How did I get here?

We have provided you with a link to this page because your browser does not support accepted web standards. (Or you may have simply followed a link to this page.)

What “web standards?”

The ones created by the World Wide Web Consortium (W3C) — the people who invented the web itself. The W3C created these standards so the web would work better for everyone. New browsers, mainly, support these W3C standards; old browsers, mainly, don’t.

Where can I get a standards compliant browser?

You might consider upgrading to any of the following browsers. Many of them are free. Doing so will allow you to use and view websites as their creators intended.

IE6 for Windows delivers fine support for important W3C standards.

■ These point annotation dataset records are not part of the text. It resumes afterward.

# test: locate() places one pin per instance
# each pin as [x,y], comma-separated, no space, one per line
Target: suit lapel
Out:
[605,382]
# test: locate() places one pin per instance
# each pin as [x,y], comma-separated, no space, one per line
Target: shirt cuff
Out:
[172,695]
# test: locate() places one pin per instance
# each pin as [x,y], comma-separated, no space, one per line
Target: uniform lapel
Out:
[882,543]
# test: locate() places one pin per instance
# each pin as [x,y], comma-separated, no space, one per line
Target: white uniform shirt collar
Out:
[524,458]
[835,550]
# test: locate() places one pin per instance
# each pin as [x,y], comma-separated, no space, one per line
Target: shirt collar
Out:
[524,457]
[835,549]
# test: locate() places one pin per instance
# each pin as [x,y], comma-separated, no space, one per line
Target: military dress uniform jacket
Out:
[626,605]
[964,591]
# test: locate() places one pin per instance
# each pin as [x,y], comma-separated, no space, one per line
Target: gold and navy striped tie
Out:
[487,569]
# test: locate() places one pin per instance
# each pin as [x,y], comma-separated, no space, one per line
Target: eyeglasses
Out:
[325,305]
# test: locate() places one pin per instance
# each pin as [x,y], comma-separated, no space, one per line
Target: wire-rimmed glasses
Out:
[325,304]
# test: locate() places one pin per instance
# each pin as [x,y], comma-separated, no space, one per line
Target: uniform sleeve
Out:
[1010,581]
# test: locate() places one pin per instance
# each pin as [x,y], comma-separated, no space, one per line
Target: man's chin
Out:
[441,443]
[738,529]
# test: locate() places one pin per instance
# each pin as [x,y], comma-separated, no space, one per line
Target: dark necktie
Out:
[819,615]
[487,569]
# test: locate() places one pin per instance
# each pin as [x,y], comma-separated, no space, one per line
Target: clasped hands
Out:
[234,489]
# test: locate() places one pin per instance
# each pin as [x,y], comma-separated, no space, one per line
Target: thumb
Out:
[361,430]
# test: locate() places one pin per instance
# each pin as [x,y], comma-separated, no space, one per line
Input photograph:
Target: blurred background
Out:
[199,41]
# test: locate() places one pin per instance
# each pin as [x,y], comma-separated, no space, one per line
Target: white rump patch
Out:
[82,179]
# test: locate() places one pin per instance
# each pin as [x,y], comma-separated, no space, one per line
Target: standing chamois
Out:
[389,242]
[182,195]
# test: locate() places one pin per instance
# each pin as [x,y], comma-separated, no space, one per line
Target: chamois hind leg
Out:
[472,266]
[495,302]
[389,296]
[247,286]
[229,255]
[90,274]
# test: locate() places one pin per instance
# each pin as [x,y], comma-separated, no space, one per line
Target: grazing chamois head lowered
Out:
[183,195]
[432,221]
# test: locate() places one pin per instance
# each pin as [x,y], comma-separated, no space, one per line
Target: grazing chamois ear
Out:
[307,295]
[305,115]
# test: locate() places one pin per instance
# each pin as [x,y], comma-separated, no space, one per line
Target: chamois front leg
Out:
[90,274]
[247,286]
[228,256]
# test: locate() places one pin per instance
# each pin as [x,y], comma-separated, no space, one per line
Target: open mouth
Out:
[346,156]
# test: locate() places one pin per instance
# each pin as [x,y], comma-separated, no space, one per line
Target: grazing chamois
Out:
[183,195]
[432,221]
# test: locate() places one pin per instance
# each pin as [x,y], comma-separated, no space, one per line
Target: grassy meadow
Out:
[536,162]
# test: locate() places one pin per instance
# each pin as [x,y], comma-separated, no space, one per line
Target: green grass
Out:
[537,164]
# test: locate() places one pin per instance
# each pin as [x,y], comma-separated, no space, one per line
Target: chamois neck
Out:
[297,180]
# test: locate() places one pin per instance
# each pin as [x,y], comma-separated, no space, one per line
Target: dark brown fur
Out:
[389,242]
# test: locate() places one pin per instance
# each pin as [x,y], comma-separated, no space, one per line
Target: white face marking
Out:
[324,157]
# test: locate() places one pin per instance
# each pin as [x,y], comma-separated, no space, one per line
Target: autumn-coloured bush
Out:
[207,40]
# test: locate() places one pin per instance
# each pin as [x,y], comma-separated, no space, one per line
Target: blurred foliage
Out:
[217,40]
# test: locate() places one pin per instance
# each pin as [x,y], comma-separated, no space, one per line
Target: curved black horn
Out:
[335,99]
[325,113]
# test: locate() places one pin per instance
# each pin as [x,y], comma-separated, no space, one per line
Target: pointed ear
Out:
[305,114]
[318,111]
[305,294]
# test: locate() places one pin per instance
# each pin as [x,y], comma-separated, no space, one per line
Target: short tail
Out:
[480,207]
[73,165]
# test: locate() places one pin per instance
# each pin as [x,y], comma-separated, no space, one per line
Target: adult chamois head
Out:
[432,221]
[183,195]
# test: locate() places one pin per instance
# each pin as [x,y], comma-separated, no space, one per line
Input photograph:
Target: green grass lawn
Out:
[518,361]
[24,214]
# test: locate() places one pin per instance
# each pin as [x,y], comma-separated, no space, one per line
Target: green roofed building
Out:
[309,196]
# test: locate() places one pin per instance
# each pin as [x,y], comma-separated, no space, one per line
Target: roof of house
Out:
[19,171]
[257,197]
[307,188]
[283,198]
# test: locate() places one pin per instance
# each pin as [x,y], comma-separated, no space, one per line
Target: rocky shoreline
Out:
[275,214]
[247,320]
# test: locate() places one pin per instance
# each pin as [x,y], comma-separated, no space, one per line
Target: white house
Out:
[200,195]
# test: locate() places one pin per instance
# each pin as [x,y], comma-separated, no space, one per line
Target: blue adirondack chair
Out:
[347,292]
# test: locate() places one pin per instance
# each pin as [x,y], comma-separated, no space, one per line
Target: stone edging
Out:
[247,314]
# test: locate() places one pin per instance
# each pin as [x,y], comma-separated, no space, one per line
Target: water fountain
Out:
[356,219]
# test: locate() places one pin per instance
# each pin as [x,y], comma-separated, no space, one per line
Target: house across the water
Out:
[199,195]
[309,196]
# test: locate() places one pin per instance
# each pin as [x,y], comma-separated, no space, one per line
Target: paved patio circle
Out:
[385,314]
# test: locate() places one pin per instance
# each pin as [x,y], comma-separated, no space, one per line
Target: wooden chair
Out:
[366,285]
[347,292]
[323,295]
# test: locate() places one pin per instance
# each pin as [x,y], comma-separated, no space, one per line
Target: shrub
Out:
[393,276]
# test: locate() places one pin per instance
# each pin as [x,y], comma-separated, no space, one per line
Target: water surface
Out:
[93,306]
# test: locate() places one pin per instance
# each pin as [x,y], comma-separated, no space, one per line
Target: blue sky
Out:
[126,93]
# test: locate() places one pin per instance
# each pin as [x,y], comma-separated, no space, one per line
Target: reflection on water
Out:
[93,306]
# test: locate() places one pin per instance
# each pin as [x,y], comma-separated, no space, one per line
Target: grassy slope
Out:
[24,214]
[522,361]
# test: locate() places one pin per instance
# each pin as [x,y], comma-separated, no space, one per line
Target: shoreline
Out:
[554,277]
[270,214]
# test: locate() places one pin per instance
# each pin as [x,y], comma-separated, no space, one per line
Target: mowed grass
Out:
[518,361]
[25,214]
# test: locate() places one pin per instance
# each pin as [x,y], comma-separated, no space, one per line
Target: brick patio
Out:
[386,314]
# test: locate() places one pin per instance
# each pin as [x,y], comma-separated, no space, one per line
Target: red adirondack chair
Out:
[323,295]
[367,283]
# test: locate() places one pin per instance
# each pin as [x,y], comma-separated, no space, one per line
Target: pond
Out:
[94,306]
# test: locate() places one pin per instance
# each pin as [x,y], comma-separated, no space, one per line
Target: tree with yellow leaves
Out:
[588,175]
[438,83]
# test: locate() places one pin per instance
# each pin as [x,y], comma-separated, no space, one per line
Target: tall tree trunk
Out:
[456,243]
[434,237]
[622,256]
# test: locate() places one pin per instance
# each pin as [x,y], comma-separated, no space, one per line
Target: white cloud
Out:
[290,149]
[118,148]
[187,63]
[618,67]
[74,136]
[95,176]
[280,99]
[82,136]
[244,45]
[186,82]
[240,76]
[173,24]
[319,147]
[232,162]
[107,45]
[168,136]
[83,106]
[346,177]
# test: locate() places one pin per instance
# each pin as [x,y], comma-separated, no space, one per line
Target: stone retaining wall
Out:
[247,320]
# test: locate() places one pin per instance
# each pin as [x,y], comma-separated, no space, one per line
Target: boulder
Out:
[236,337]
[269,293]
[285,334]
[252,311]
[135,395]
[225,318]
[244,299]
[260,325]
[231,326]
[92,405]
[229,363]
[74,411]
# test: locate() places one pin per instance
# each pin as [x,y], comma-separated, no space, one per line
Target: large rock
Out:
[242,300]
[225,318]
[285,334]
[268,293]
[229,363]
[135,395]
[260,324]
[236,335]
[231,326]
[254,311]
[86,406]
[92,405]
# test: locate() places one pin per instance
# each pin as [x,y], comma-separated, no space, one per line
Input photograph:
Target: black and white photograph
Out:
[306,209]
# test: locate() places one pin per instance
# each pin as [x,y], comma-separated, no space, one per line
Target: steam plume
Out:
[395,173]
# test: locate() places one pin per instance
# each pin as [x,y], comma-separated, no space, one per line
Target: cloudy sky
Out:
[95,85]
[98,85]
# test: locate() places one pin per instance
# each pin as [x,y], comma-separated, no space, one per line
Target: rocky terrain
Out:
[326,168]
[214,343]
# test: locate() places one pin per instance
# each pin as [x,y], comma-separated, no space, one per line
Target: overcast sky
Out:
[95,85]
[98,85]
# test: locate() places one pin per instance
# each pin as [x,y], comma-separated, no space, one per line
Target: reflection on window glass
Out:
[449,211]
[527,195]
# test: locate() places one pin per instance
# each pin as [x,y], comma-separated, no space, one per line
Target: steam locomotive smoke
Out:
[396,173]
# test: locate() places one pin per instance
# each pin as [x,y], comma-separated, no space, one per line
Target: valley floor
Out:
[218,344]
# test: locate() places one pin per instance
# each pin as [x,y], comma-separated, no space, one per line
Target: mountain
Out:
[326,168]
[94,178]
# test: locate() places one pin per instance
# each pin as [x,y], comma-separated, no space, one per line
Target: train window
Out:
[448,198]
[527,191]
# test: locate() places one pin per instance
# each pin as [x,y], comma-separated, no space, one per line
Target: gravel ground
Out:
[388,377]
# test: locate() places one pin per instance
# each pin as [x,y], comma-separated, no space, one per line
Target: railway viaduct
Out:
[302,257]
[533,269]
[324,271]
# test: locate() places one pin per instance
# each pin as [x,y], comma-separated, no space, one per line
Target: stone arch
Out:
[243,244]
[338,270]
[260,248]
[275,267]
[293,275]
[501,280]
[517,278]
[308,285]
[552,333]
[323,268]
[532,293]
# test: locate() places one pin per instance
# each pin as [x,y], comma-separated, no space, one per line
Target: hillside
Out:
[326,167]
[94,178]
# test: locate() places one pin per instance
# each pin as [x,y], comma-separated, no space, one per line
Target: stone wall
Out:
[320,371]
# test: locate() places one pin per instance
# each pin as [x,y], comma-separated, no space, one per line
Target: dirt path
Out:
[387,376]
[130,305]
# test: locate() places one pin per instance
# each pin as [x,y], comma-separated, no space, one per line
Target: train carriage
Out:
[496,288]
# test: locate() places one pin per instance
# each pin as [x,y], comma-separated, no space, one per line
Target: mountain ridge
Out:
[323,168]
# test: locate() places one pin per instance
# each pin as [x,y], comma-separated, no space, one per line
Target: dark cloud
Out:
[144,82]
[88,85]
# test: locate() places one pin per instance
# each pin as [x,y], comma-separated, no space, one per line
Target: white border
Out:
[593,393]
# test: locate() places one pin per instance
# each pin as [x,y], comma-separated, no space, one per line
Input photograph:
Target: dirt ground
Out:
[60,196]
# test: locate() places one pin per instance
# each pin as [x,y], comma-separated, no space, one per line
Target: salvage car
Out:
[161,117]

The browser is available free of charge.

IE5 Macintosh Edition, provides superb support for key web standards. IE5.1, released December 2001, improves on its predecessor. The browser is available free of charge.

Netscape 6.2 complies with important Web standards. The browser is available free of charge. Netscape 6.2 fixes bugs in earlier releases, and adds support for Mac OSX. It is based on the standards–compliant Gecko engine and open–source Mozilla, which supports AIX, Linux, Win32, Mac OS, OpenVMS, HPUX, and FreeBSD, and which may be the most compliant of all current browsers.

Opera 6 for Windows supports many key web standards and a variety of computing platforms. The browser, which works well even on older PCs with limited power, is available free of charge. (A pay version is also available.) Opera supports Windows, Linux (beta, but works very well), Mac OS (beta, but works very well), and will soon support the OS/2, EPOC, and BeOS platforms.

Konqueror is a full–featured, modern graphical browser for Unix/Linux, with excellent support for web standards. The current version is not at the same level of compliance, however, as Mozilla, IE, and Opera, and some sites may display incorrectly in Konqueror as a result.

The IBM Web Browser is based on Netscape's open source Mozilla project (see above), and offers excellent standards support for folks using IBM's OS2/Warp and Workspace On–Demand.